Britain's forensic science watchdog carried out a major review of the investigation into the death of Kevin "Gerbil" Carroll after a man charged with the murder - in a Glasgow supermarket car park - was cleared.
Ross Monaghan walked free in 2012 because of a lack of evidence and amid claims the police had undue influence on the forensic scientists in the case.
The review, by the UK Forensic Science Regulator, is not now expected to be published until the Carroll case is resolved, despite pressure for openness.
Yesterday, leading private forensic scientist, Allan Jamieson, said he believed the case raised issues about the independence of Scotland's labs, run by the Scottish Police Authority (SPA).
Mr Jamieson, of the Glasgow-based Forensic Institute, said: "I remain concerned that there are allegations about police influence on forensic scientists.
"Is there a possible link between these and the fact that Scotland is the only jurisdiction in the UK to have forensic laboratories operated by the police? Police may claim otherwise, but SPA labs have a single client - Police Scotland."
Forensic science in England and Wales has been privatised.
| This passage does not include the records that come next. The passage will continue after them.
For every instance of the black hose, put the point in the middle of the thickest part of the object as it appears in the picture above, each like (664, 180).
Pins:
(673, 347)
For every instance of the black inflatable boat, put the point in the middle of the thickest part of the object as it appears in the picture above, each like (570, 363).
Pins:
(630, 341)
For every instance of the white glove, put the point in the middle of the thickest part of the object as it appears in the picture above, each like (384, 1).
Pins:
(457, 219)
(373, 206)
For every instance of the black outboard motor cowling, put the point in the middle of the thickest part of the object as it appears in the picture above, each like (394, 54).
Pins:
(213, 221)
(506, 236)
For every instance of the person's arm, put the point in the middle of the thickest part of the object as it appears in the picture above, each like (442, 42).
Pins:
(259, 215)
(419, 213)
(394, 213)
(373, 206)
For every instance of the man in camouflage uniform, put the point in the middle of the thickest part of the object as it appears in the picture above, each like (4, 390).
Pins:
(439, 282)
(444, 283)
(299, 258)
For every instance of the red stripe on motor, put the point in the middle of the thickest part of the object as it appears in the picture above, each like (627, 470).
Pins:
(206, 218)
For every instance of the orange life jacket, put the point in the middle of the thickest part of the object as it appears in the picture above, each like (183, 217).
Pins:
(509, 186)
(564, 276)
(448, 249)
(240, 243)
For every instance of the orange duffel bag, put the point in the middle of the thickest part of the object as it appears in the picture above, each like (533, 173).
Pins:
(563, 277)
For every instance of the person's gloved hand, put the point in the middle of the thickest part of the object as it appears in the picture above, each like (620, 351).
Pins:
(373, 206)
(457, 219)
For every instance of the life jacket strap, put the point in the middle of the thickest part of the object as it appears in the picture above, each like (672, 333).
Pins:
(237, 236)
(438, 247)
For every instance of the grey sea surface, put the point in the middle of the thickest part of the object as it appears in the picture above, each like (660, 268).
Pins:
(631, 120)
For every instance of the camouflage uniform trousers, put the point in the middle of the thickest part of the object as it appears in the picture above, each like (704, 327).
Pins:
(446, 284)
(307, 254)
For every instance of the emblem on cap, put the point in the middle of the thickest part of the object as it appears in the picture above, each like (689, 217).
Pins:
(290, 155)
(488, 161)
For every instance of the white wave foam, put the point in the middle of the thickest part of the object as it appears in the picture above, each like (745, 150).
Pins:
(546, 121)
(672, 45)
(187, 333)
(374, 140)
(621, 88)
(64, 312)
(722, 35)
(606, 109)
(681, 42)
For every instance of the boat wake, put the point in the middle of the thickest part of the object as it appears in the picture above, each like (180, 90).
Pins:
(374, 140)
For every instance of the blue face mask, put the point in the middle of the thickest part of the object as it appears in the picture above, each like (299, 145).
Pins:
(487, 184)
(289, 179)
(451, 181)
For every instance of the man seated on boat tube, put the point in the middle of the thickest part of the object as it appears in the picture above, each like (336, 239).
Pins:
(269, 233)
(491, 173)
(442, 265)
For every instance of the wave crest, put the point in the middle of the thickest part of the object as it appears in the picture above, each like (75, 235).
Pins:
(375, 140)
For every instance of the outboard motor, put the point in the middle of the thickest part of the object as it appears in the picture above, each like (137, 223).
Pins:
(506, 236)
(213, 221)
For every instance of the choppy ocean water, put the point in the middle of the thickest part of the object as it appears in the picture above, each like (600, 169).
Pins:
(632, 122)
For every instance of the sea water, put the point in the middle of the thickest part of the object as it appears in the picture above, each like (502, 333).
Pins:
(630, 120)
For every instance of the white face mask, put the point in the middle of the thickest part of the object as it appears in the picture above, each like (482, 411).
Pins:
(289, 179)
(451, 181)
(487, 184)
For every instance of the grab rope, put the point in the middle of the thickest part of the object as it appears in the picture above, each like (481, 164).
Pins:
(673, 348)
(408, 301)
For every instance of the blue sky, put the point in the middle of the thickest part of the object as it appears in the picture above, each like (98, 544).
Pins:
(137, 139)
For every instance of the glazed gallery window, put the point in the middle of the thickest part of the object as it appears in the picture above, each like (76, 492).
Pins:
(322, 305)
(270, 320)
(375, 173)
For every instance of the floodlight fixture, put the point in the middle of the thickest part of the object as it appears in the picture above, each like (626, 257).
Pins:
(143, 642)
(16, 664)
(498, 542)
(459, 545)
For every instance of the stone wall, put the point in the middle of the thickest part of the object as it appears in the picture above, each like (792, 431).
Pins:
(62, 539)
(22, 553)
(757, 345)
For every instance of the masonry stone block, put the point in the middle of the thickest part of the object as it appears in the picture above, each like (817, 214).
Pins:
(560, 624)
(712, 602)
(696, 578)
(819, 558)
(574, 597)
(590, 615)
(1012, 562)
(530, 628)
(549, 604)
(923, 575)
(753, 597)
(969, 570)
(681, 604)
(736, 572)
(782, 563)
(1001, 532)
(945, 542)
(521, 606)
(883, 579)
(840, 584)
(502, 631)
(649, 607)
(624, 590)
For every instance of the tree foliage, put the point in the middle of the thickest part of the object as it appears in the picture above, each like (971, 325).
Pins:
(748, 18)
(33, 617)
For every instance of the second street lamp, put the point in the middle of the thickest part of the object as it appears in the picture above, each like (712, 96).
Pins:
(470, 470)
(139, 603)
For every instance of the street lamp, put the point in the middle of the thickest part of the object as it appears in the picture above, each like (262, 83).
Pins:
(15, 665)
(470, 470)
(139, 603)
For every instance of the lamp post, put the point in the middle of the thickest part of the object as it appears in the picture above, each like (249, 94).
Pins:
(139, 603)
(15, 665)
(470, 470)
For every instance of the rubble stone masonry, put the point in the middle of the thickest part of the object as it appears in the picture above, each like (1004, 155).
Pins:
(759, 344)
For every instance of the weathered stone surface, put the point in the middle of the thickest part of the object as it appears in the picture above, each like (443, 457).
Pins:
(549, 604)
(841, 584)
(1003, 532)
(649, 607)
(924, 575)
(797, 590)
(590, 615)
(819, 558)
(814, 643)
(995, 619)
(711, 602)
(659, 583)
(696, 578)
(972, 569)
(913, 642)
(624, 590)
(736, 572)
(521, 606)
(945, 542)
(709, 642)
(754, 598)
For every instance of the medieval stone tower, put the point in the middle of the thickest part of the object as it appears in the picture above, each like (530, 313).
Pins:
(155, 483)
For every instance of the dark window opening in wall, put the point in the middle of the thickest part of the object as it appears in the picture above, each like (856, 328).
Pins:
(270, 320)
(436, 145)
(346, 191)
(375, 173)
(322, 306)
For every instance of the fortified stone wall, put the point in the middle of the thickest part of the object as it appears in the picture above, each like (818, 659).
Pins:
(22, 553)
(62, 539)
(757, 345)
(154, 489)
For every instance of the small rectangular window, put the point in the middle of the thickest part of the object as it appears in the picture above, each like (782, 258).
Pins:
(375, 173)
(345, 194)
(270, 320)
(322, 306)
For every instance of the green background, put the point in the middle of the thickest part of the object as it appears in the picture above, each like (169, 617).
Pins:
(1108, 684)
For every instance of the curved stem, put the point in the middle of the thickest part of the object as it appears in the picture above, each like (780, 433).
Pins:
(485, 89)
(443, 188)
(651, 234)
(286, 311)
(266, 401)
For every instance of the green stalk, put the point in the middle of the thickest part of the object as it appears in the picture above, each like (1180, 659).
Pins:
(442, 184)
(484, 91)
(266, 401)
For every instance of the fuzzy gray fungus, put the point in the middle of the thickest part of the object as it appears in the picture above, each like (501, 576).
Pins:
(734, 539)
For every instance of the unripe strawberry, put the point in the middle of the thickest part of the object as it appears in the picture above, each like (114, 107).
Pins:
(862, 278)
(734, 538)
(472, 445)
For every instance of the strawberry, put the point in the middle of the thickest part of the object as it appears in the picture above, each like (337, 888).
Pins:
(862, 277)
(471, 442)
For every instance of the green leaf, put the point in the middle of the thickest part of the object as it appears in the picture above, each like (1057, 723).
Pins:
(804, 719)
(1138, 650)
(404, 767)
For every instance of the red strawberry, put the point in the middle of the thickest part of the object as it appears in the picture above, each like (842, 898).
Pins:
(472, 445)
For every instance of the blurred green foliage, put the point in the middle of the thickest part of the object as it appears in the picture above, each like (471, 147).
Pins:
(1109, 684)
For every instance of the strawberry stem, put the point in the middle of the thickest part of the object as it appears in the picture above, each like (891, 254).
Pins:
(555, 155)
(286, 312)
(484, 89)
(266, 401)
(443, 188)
Mr Jamieson has long argued this provides a more independent system.
The SPA's director of forensic services, Tom Nelson, stressed his body was not under the control of the police themselves.
He added: "This ensures a suitable degree of separation while also supporting the strong crime scene to court partnership that forensic science has with both operational policing and the wider criminal justice system in Scotland.
"We believe that the crime scene-to-court model adopted in Scotland ensures independence and impartiality for all forensic science disciplines and is preferable to the models adopted in other parts of the UK."